Naar het oordeel van de voorzitter is dat het geval, omdat niet is gesteld of gebleken dat sprake is van een uiterste noodsituatie. Daarvan is bijvoorbeeld sprake in “een situatie waarin een jeugdige delinquent ondanks herhaalde pogingen daartoe niet te handhaven is in een jeugdinrichting. Hierbij is van doorslaggevend belang of de betrokken jeugdige naar verwachting op redelijke termijn in de groep – het uitgangspunt in justitiële jeugdinrichtingen – zal kunnen functioneren” (Kamerstukken II 1994/95, 24263, nr. 3, p. 12-13). Het feit dat tijdelijk geen plaats beschikbaar is in een JJI, is daarvoor niet zonder meer voldoende.

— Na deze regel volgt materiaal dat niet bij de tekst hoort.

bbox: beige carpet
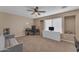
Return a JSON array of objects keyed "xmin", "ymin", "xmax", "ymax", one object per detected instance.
[{"xmin": 16, "ymin": 35, "xmax": 76, "ymax": 52}]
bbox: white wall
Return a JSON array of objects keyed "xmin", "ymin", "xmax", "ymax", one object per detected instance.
[{"xmin": 0, "ymin": 12, "xmax": 34, "ymax": 37}]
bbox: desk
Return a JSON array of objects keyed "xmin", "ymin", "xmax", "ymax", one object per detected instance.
[
  {"xmin": 42, "ymin": 31, "xmax": 61, "ymax": 41},
  {"xmin": 25, "ymin": 28, "xmax": 40, "ymax": 35}
]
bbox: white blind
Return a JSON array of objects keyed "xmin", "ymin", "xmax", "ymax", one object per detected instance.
[
  {"xmin": 44, "ymin": 17, "xmax": 62, "ymax": 33},
  {"xmin": 44, "ymin": 20, "xmax": 53, "ymax": 31},
  {"xmin": 53, "ymin": 18, "xmax": 62, "ymax": 33}
]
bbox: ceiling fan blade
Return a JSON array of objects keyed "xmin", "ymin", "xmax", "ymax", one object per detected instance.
[
  {"xmin": 31, "ymin": 11, "xmax": 35, "ymax": 15},
  {"xmin": 31, "ymin": 12, "xmax": 40, "ymax": 15},
  {"xmin": 27, "ymin": 10, "xmax": 33, "ymax": 11},
  {"xmin": 62, "ymin": 6, "xmax": 67, "ymax": 8},
  {"xmin": 37, "ymin": 12, "xmax": 40, "ymax": 15},
  {"xmin": 38, "ymin": 11, "xmax": 46, "ymax": 13}
]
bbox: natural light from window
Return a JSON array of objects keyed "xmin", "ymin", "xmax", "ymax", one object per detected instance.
[{"xmin": 44, "ymin": 17, "xmax": 62, "ymax": 33}]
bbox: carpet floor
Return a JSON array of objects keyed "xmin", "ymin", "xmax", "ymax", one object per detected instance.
[{"xmin": 16, "ymin": 35, "xmax": 76, "ymax": 52}]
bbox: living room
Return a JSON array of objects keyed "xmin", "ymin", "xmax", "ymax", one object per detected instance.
[{"xmin": 0, "ymin": 6, "xmax": 79, "ymax": 52}]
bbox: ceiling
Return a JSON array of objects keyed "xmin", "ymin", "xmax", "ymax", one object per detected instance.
[{"xmin": 0, "ymin": 6, "xmax": 79, "ymax": 19}]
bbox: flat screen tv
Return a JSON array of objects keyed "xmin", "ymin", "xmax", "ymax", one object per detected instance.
[{"xmin": 49, "ymin": 27, "xmax": 54, "ymax": 31}]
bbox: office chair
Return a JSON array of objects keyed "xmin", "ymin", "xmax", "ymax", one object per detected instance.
[{"xmin": 31, "ymin": 25, "xmax": 36, "ymax": 35}]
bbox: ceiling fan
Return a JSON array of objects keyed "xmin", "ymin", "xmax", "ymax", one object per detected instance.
[
  {"xmin": 27, "ymin": 6, "xmax": 46, "ymax": 15},
  {"xmin": 62, "ymin": 6, "xmax": 67, "ymax": 8}
]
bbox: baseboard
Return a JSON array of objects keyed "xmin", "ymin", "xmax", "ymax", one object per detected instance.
[
  {"xmin": 62, "ymin": 39, "xmax": 74, "ymax": 44},
  {"xmin": 15, "ymin": 35, "xmax": 25, "ymax": 38}
]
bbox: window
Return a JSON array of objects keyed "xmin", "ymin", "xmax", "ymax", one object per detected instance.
[
  {"xmin": 53, "ymin": 18, "xmax": 62, "ymax": 33},
  {"xmin": 44, "ymin": 20, "xmax": 53, "ymax": 31},
  {"xmin": 44, "ymin": 17, "xmax": 62, "ymax": 33}
]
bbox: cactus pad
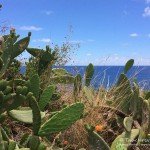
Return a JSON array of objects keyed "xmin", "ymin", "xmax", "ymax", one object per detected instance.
[{"xmin": 38, "ymin": 102, "xmax": 84, "ymax": 135}]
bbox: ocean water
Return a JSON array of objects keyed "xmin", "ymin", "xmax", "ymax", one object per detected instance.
[{"xmin": 21, "ymin": 66, "xmax": 150, "ymax": 90}]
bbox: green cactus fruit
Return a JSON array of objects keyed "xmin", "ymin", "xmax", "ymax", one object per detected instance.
[
  {"xmin": 111, "ymin": 129, "xmax": 139, "ymax": 150},
  {"xmin": 39, "ymin": 85, "xmax": 55, "ymax": 111},
  {"xmin": 3, "ymin": 93, "xmax": 14, "ymax": 103},
  {"xmin": 50, "ymin": 75, "xmax": 74, "ymax": 84},
  {"xmin": 28, "ymin": 32, "xmax": 31, "ymax": 37},
  {"xmin": 85, "ymin": 124, "xmax": 110, "ymax": 150},
  {"xmin": 123, "ymin": 117, "xmax": 133, "ymax": 132},
  {"xmin": 85, "ymin": 63, "xmax": 94, "ymax": 86},
  {"xmin": 145, "ymin": 91, "xmax": 150, "ymax": 100},
  {"xmin": 0, "ymin": 57, "xmax": 3, "ymax": 71},
  {"xmin": 12, "ymin": 35, "xmax": 30, "ymax": 58},
  {"xmin": 16, "ymin": 86, "xmax": 23, "ymax": 95},
  {"xmin": 9, "ymin": 109, "xmax": 45, "ymax": 124},
  {"xmin": 14, "ymin": 79, "xmax": 26, "ymax": 86},
  {"xmin": 74, "ymin": 74, "xmax": 82, "ymax": 100},
  {"xmin": 5, "ymin": 94, "xmax": 26, "ymax": 111},
  {"xmin": 38, "ymin": 102, "xmax": 84, "ymax": 135},
  {"xmin": 3, "ymin": 86, "xmax": 12, "ymax": 95},
  {"xmin": 124, "ymin": 59, "xmax": 134, "ymax": 74},
  {"xmin": 21, "ymin": 86, "xmax": 28, "ymax": 95},
  {"xmin": 0, "ymin": 80, "xmax": 8, "ymax": 91},
  {"xmin": 29, "ymin": 74, "xmax": 40, "ymax": 99},
  {"xmin": 28, "ymin": 135, "xmax": 40, "ymax": 150},
  {"xmin": 28, "ymin": 95, "xmax": 41, "ymax": 135},
  {"xmin": 38, "ymin": 143, "xmax": 46, "ymax": 150},
  {"xmin": 8, "ymin": 140, "xmax": 16, "ymax": 150},
  {"xmin": 51, "ymin": 93, "xmax": 61, "ymax": 101}
]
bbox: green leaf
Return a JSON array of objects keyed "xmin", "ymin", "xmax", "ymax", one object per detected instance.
[
  {"xmin": 38, "ymin": 102, "xmax": 84, "ymax": 135},
  {"xmin": 39, "ymin": 85, "xmax": 55, "ymax": 111}
]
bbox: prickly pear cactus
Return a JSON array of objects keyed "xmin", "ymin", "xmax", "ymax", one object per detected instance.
[
  {"xmin": 138, "ymin": 99, "xmax": 150, "ymax": 143},
  {"xmin": 28, "ymin": 93, "xmax": 41, "ymax": 135},
  {"xmin": 0, "ymin": 30, "xmax": 31, "ymax": 75},
  {"xmin": 111, "ymin": 129, "xmax": 139, "ymax": 150},
  {"xmin": 38, "ymin": 85, "xmax": 55, "ymax": 111},
  {"xmin": 38, "ymin": 102, "xmax": 84, "ymax": 135},
  {"xmin": 85, "ymin": 124, "xmax": 110, "ymax": 150},
  {"xmin": 115, "ymin": 73, "xmax": 132, "ymax": 114},
  {"xmin": 50, "ymin": 75, "xmax": 74, "ymax": 84},
  {"xmin": 124, "ymin": 59, "xmax": 134, "ymax": 74},
  {"xmin": 52, "ymin": 68, "xmax": 71, "ymax": 76},
  {"xmin": 73, "ymin": 74, "xmax": 82, "ymax": 101},
  {"xmin": 85, "ymin": 63, "xmax": 94, "ymax": 86},
  {"xmin": 29, "ymin": 74, "xmax": 40, "ymax": 99},
  {"xmin": 26, "ymin": 46, "xmax": 57, "ymax": 76},
  {"xmin": 8, "ymin": 109, "xmax": 45, "ymax": 124},
  {"xmin": 123, "ymin": 117, "xmax": 133, "ymax": 132}
]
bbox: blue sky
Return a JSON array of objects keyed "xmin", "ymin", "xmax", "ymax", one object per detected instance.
[{"xmin": 0, "ymin": 0, "xmax": 150, "ymax": 65}]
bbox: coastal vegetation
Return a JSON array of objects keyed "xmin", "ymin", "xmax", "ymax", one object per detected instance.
[
  {"xmin": 0, "ymin": 29, "xmax": 149, "ymax": 150},
  {"xmin": 0, "ymin": 3, "xmax": 150, "ymax": 150}
]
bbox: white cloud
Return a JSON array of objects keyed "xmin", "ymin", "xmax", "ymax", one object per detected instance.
[
  {"xmin": 94, "ymin": 54, "xmax": 150, "ymax": 66},
  {"xmin": 87, "ymin": 39, "xmax": 95, "ymax": 42},
  {"xmin": 130, "ymin": 33, "xmax": 138, "ymax": 37},
  {"xmin": 143, "ymin": 7, "xmax": 150, "ymax": 17},
  {"xmin": 42, "ymin": 10, "xmax": 53, "ymax": 15},
  {"xmin": 19, "ymin": 26, "xmax": 43, "ymax": 31},
  {"xmin": 32, "ymin": 38, "xmax": 51, "ymax": 43},
  {"xmin": 86, "ymin": 53, "xmax": 92, "ymax": 56},
  {"xmin": 70, "ymin": 40, "xmax": 85, "ymax": 44},
  {"xmin": 145, "ymin": 0, "xmax": 150, "ymax": 4}
]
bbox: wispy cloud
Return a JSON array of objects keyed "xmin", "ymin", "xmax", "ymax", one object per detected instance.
[
  {"xmin": 41, "ymin": 10, "xmax": 54, "ymax": 15},
  {"xmin": 69, "ymin": 40, "xmax": 85, "ymax": 44},
  {"xmin": 143, "ymin": 7, "xmax": 150, "ymax": 17},
  {"xmin": 145, "ymin": 0, "xmax": 150, "ymax": 4},
  {"xmin": 32, "ymin": 38, "xmax": 51, "ymax": 43},
  {"xmin": 69, "ymin": 39, "xmax": 95, "ymax": 44},
  {"xmin": 87, "ymin": 39, "xmax": 95, "ymax": 42},
  {"xmin": 130, "ymin": 33, "xmax": 138, "ymax": 37},
  {"xmin": 86, "ymin": 53, "xmax": 92, "ymax": 56},
  {"xmin": 19, "ymin": 26, "xmax": 43, "ymax": 31}
]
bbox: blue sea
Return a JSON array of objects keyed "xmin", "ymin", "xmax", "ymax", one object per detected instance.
[{"xmin": 21, "ymin": 66, "xmax": 150, "ymax": 90}]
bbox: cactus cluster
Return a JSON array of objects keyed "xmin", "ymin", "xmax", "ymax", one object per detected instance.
[{"xmin": 0, "ymin": 30, "xmax": 85, "ymax": 150}]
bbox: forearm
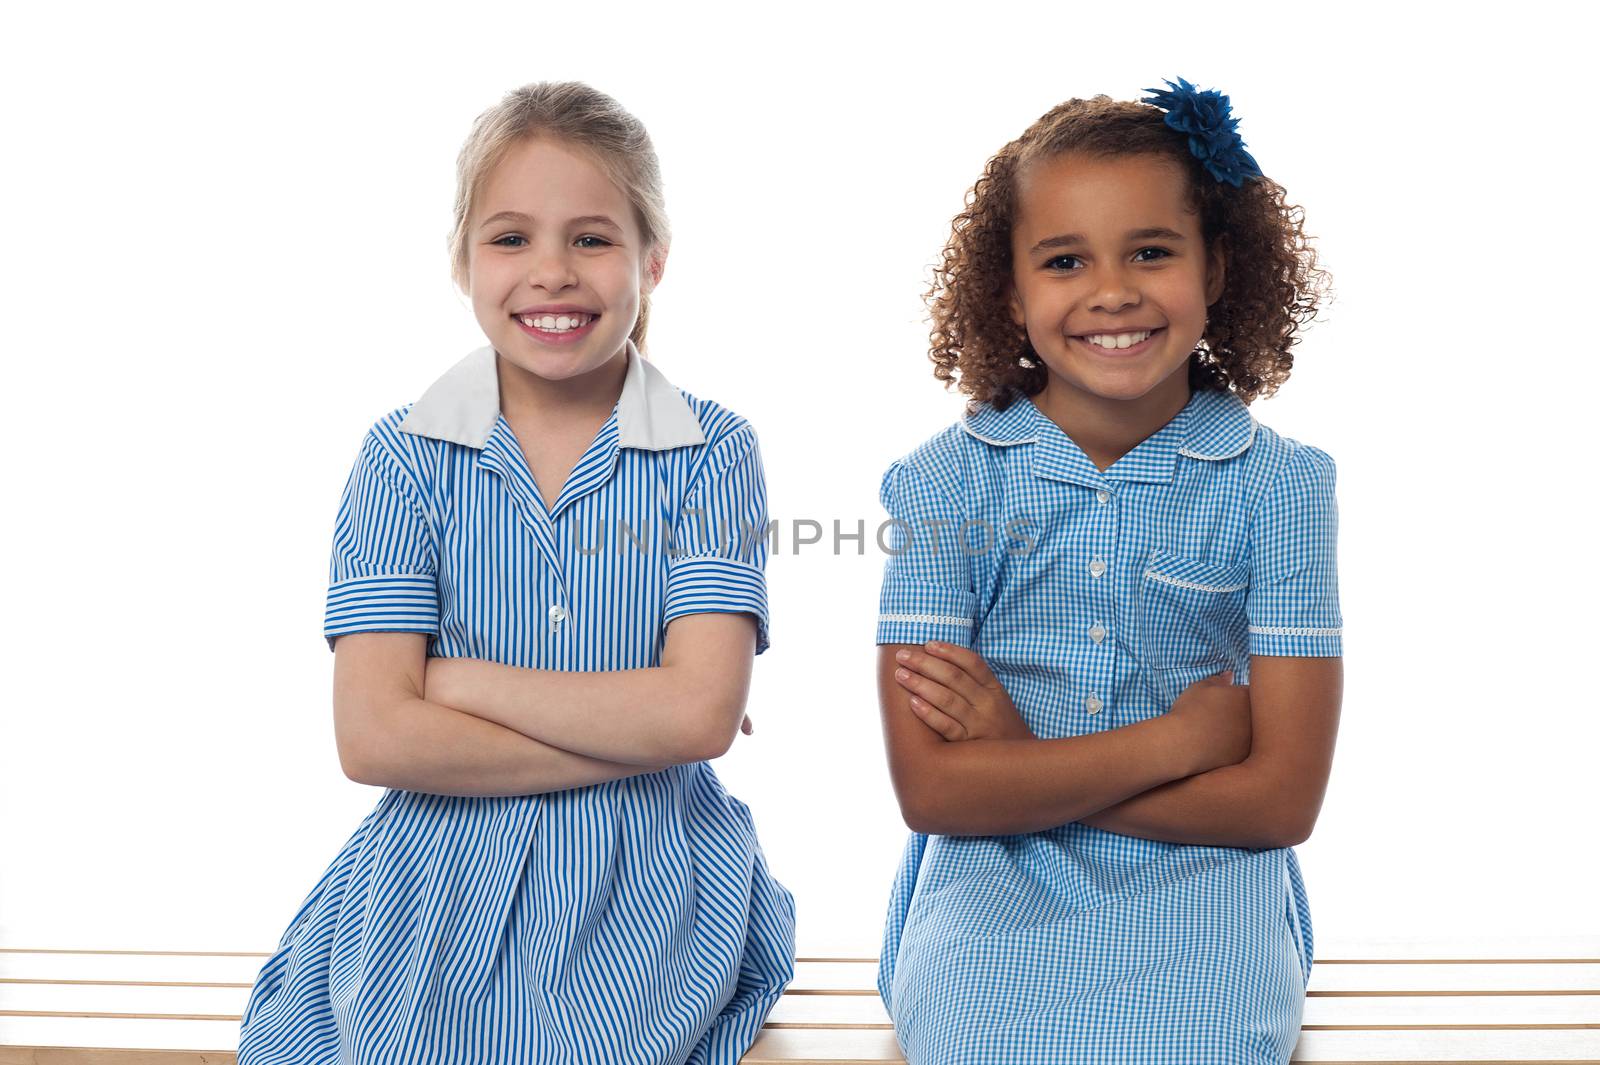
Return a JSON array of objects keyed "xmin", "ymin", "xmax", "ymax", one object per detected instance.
[
  {"xmin": 1078, "ymin": 756, "xmax": 1294, "ymax": 848},
  {"xmin": 907, "ymin": 716, "xmax": 1203, "ymax": 836},
  {"xmin": 438, "ymin": 658, "xmax": 720, "ymax": 766},
  {"xmin": 356, "ymin": 694, "xmax": 665, "ymax": 797}
]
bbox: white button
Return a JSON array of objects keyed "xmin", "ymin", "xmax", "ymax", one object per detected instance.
[
  {"xmin": 1085, "ymin": 694, "xmax": 1103, "ymax": 715},
  {"xmin": 1090, "ymin": 624, "xmax": 1106, "ymax": 643},
  {"xmin": 1096, "ymin": 489, "xmax": 1111, "ymax": 504},
  {"xmin": 549, "ymin": 604, "xmax": 567, "ymax": 623},
  {"xmin": 1089, "ymin": 558, "xmax": 1107, "ymax": 578}
]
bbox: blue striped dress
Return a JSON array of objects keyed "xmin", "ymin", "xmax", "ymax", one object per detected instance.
[
  {"xmin": 874, "ymin": 386, "xmax": 1341, "ymax": 1064},
  {"xmin": 237, "ymin": 340, "xmax": 796, "ymax": 1065}
]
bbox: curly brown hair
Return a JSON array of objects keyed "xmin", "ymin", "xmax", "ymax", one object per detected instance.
[{"xmin": 927, "ymin": 93, "xmax": 1332, "ymax": 412}]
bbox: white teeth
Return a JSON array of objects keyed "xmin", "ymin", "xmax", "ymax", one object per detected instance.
[
  {"xmin": 1083, "ymin": 329, "xmax": 1154, "ymax": 349},
  {"xmin": 519, "ymin": 313, "xmax": 592, "ymax": 332}
]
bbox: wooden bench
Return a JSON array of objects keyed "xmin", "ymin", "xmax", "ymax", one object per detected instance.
[{"xmin": 3, "ymin": 941, "xmax": 1596, "ymax": 1062}]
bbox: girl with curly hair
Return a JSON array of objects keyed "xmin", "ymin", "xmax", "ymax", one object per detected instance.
[{"xmin": 874, "ymin": 77, "xmax": 1342, "ymax": 1063}]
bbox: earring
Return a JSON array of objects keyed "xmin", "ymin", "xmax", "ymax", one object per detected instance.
[{"xmin": 1018, "ymin": 355, "xmax": 1037, "ymax": 369}]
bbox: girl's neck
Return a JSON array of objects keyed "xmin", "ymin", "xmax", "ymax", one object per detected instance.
[
  {"xmin": 1031, "ymin": 376, "xmax": 1192, "ymax": 473},
  {"xmin": 496, "ymin": 346, "xmax": 629, "ymax": 429}
]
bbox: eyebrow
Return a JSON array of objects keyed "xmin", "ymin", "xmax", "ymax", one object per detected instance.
[
  {"xmin": 1030, "ymin": 227, "xmax": 1189, "ymax": 253},
  {"xmin": 478, "ymin": 210, "xmax": 624, "ymax": 232}
]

Gelet op het voorgaande zal de voorzitter het verzoek toewijzen en de tenuitvoerlegging van de bestreden beslissing schorsen met onmiddellijke ingang tot het moment waarop verweerder op het onderliggende bezwaar heeft beslist.

 

4. De uitspraak

De voorzitter wijst het verzoek toe en schorst de tenuitvoerlegging van de beslissing van verweerder met onmiddellijke ingang tot het moment waarop verweerder op het onderliggende bezwaar heeft beslist.

 

 

Deze uitspraak is op 19 maart 2020 gedaan door mr. P. de Bruin, voorzitter, bijgestaan door mr. P. de Vries, secretaris.